CPU usage is very low because the main cpu-intensive activity (DOM parsing) happens only in the main thread.

Memory usage is generally low, because documents are not retained after parsing and json results are emitted as soon as possible. In fact, gcrawler uses the Jackson streaming APIs to flush output as soon as documents are parsed.

## Stopping the crawler

gcrawler will try hard to emit a valid json to stdout.

Upon task cancellation (e.g. when hitting ^C) the crawler will stop as soon as possible (i.e. at the end of the currently running task) and will emit a valid json for the pages successfully visited.

## Error handling

Again, gcrawler will try hard to emit a valid json to stdout and, in general, it will avoid to intermingle stacktraces with json output.

Errors are printed to stderr instead.

Errors happening before any json character has been emitted (e.g. wrong command line parameters), will be printed to stderr and will cause the application to exit early.

Errors happening while the crawler is running and json is being printed, are muted by default. To enable printing crawling errors to stderr use the `--print-errors true` flag.

## Command line parameters

gcrawler requires an odd number of command line parameters, e.g.:

```sh
$ java -jar build/libs/gcrawler-all.jar [param1 value1 param2 value2 ...]
```

Each parameter must be followed by its value.
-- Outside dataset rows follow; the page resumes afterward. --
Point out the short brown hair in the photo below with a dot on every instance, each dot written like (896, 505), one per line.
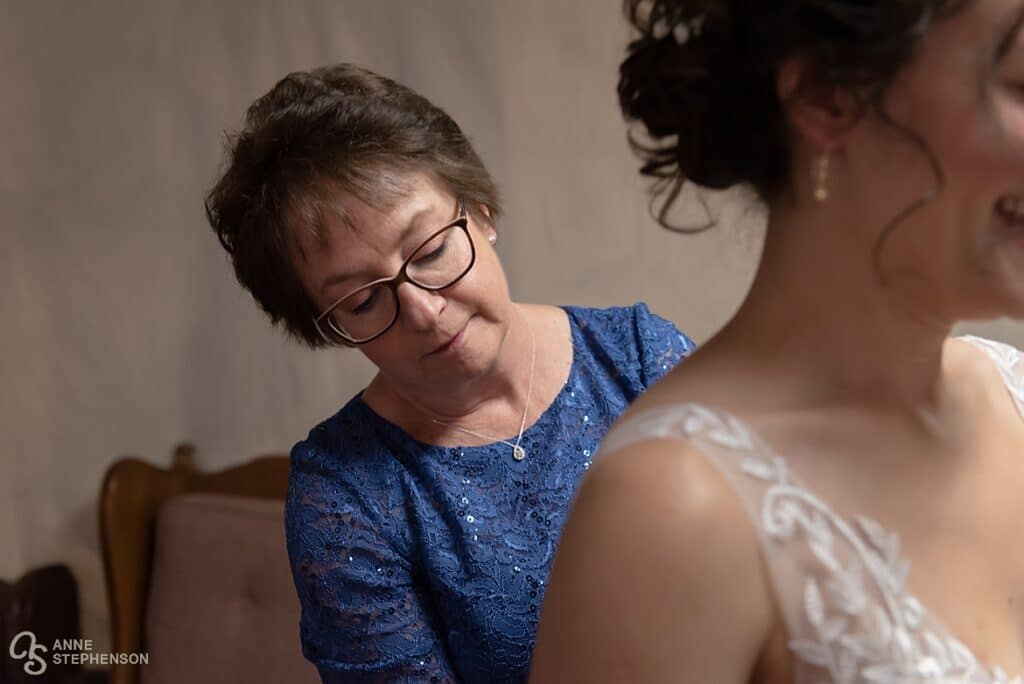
(332, 129)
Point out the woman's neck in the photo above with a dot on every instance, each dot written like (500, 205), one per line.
(819, 310)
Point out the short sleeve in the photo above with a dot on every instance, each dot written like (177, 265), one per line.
(662, 345)
(364, 618)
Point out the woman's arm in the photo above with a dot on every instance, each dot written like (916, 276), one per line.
(657, 576)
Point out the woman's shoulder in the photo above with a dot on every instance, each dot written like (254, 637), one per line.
(350, 446)
(632, 337)
(674, 547)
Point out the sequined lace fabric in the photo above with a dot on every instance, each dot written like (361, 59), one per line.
(422, 563)
(840, 583)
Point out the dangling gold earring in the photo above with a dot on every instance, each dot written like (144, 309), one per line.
(820, 177)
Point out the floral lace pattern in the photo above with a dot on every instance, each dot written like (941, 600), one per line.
(422, 563)
(850, 614)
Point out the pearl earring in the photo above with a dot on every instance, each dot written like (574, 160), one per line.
(820, 175)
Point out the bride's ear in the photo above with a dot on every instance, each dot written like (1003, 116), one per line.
(820, 113)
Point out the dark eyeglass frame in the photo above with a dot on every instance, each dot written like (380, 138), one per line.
(333, 334)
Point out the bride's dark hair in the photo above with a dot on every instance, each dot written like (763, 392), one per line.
(700, 77)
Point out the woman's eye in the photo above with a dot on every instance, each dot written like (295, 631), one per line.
(432, 253)
(365, 305)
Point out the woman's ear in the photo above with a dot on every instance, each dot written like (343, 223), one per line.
(822, 114)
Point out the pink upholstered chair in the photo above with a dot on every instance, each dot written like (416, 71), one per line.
(198, 574)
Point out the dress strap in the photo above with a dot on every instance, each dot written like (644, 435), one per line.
(1010, 360)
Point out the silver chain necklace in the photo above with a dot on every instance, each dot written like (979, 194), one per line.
(518, 453)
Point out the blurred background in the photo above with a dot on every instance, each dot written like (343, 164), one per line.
(123, 331)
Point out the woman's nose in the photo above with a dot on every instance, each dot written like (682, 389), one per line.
(419, 308)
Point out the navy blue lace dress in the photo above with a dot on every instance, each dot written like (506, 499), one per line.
(425, 563)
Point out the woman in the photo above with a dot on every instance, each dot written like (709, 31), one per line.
(754, 518)
(422, 517)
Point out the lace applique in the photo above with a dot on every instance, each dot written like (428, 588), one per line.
(1008, 359)
(858, 623)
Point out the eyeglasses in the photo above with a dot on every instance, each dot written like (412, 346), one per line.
(370, 310)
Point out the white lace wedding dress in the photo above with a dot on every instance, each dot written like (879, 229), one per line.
(841, 583)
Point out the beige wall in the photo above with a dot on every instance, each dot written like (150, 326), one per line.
(121, 328)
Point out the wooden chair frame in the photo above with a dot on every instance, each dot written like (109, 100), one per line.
(132, 494)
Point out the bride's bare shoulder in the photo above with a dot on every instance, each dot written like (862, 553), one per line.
(657, 540)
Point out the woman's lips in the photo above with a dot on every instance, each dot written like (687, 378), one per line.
(451, 344)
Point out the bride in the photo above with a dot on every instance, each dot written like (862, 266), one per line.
(830, 489)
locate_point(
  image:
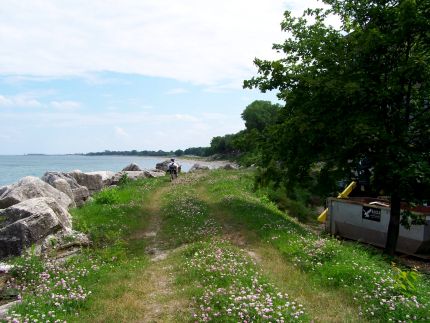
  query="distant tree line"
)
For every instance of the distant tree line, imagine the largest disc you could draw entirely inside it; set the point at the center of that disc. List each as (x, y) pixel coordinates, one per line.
(133, 153)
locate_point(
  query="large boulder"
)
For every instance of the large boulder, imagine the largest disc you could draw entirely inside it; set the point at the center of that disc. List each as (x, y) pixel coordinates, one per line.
(94, 182)
(198, 167)
(67, 184)
(29, 222)
(63, 243)
(154, 173)
(230, 166)
(130, 175)
(31, 187)
(132, 167)
(106, 175)
(164, 166)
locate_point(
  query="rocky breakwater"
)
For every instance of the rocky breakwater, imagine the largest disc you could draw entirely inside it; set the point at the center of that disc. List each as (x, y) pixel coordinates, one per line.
(32, 212)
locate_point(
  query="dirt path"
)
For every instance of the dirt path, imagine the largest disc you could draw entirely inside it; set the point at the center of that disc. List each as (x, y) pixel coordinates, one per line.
(149, 296)
(322, 305)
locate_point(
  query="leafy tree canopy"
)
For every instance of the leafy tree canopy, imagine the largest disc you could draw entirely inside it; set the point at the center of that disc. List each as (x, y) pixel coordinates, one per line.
(260, 114)
(358, 92)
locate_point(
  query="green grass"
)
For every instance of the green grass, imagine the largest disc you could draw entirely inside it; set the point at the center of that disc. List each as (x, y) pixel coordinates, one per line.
(212, 224)
(362, 273)
(53, 291)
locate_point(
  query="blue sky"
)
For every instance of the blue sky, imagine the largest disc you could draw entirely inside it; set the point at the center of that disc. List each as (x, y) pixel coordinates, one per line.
(81, 76)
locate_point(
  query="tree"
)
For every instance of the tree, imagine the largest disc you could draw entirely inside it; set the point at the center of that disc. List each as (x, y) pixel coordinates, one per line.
(358, 92)
(260, 114)
(179, 152)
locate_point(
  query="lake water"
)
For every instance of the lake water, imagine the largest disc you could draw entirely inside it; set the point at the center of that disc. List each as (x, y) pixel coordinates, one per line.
(13, 168)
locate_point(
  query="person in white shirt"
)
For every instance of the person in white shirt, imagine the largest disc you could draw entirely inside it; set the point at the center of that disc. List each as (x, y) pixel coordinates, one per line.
(173, 167)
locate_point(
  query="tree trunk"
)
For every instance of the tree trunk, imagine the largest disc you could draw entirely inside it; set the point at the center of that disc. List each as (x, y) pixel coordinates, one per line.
(394, 225)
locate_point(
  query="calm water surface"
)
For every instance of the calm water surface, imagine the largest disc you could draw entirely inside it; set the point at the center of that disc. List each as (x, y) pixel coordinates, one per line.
(12, 168)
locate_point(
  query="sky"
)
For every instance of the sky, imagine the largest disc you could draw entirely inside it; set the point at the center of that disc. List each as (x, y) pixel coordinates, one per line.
(81, 76)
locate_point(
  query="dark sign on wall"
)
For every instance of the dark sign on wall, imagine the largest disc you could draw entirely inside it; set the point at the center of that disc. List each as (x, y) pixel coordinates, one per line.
(370, 213)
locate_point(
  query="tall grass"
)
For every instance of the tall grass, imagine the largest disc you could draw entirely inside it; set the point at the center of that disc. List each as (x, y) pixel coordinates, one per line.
(53, 291)
(363, 273)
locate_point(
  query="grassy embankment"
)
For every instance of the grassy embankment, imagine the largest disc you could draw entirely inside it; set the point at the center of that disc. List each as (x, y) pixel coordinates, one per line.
(220, 252)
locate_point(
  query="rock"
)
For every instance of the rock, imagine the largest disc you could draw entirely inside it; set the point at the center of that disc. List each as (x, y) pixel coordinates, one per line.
(198, 167)
(4, 309)
(164, 166)
(230, 167)
(5, 268)
(106, 175)
(29, 222)
(31, 187)
(131, 175)
(94, 182)
(154, 173)
(132, 167)
(67, 184)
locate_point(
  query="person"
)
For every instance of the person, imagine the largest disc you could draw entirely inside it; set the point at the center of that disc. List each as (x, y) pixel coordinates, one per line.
(173, 167)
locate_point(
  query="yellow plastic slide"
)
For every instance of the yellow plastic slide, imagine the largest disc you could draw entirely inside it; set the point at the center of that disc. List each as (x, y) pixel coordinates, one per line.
(323, 216)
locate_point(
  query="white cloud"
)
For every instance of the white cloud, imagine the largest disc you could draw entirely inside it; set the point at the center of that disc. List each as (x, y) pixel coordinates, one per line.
(65, 105)
(19, 101)
(178, 90)
(120, 132)
(204, 42)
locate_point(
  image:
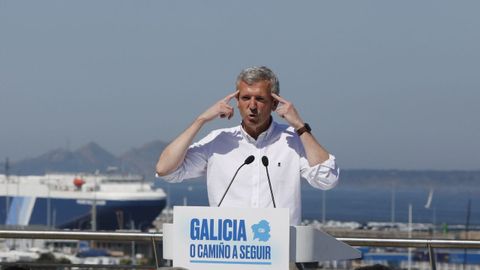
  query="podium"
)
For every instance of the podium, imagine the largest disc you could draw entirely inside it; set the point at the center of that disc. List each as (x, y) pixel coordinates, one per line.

The starting url must be passed as last parameter.

flag | values | default | description
---- | ------ | ------- | -----------
`--print-errors` | boolean | false | Print any exception to stderr
`--halt-on-error` | boolean | false | Stop crawling after any error occurs
`--normalize-urls` | boolean | true | Normalize urls before crawling (remove traling `#` and `?`)
`--timeout-millis` | integer | 5000 | Socket timeout in milliseconds for connect and read operations

For example, the following:

```sh
java -jar build/libs/gcrawler-all.jar --print-errors true --timeout-millis 10000 www.debian.org 2>errors.txt >output.txt
```

will apply a connection timeout of 10 seconds, will print to file `errors.txt` any skipped url and will save the json to `output.txt`.

## Notes

- In case the starting url returns any error, the empty json list `[]` is printed.
- In case a page does not import any static asset, the empty json list `"assets":[]` is printed.
- gcrawler does not apply any url normalization, except for removing trailing fragment `#` and question mark `?` in order to avoid too much duplicate url. This can be configured with the `--normalize-urls` parameter.
- At the moment, it is possible to configure only the JSoup connection timeout. Anyway JSoup provides sensible defaults: it will follow redirects, will not ignore http errors, will validate certificates, and will handle response body sizes up to 1M.
- gcrawler will cross between http and https without problems, but will refuse to cross between domains, therefore crawling `debian.org` is different than crawling `www.debian.org`.

## License

The gcrawler source files are distributed under the BSD-style license.